HiveBrain v1.2.0
Get Started
← Back to all entries
patternsqlMinor

Postgresql subquery speed much slower than individual queries

Submitted by: @import:stackexchange-dba··
0
Viewed 0 times
postgresqlmuchindividualthanslowersubqueryqueriesspeed

Problem

In Postgres 9.1. I am attempting to do a single query to get the timezone of a given postal code. I have data loaded in my database, and I am using PostGIS to store the coordinates of each postal code. Here are the two queries that I need to do in order to get the data I need:

SELECT coord FROM public.postal_code WHERE postal_code = 'T1K0T4' LIMIT 1


query time: 6ms

This gives me the coordinate of the center of the postal_code area. Then I use this coordinate to find which timezone it intersects:

SELECT *
FROM public.timezones as tz
WHERE ST_Intersects(ST_GeomFromText('POINT(-112 49)',4326),geom)


query time: 36ms

Now when I combine the 2 queries, the query time jumps to 7-8 seconds. This is my query:

SELECT *
FROM public.timezones as tz
WHERE ST_Intersects((SELECT coord FROM taduler.postal_code
                     WHERE postal_code = 'T1K0T4' LIMIT 1),geom)

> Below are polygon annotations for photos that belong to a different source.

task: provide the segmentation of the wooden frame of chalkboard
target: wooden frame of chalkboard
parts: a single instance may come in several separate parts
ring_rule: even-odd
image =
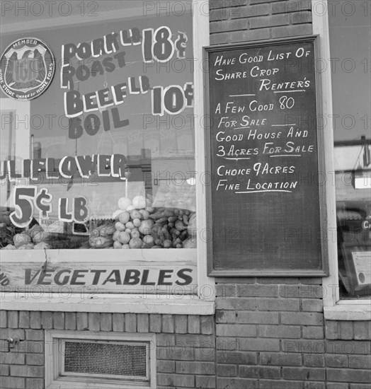
[[[329,275],[317,40],[204,48],[210,276]]]

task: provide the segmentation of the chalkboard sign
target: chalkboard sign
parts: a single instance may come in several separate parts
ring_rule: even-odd
[[[209,274],[327,274],[316,37],[209,47]]]

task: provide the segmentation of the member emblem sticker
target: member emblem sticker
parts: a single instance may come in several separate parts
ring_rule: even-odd
[[[0,86],[15,100],[33,100],[50,85],[55,59],[50,49],[40,39],[19,39],[1,55]]]

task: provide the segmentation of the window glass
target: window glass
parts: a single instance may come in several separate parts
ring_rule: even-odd
[[[1,21],[0,245],[195,248],[190,4],[93,3]]]
[[[339,286],[343,298],[369,298],[371,294],[370,11],[365,1],[329,1]]]

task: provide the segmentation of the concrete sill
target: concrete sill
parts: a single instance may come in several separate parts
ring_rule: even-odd
[[[334,306],[324,307],[327,320],[371,320],[371,301],[339,301]]]
[[[0,306],[4,310],[47,310],[121,313],[163,313],[214,315],[215,303],[197,296],[98,294],[92,298],[79,294],[61,297],[49,294],[31,298],[22,293],[1,294]]]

I have a spatial index on the coord column in the postal_code table, and also on the geom column in the timezone table, but it seems like it isn't being used for the subquery.

Does anyone know of a better way to optimize this query? I have tried several variations of this query, like joining the tables and such, but they have all resulted in the same query speed.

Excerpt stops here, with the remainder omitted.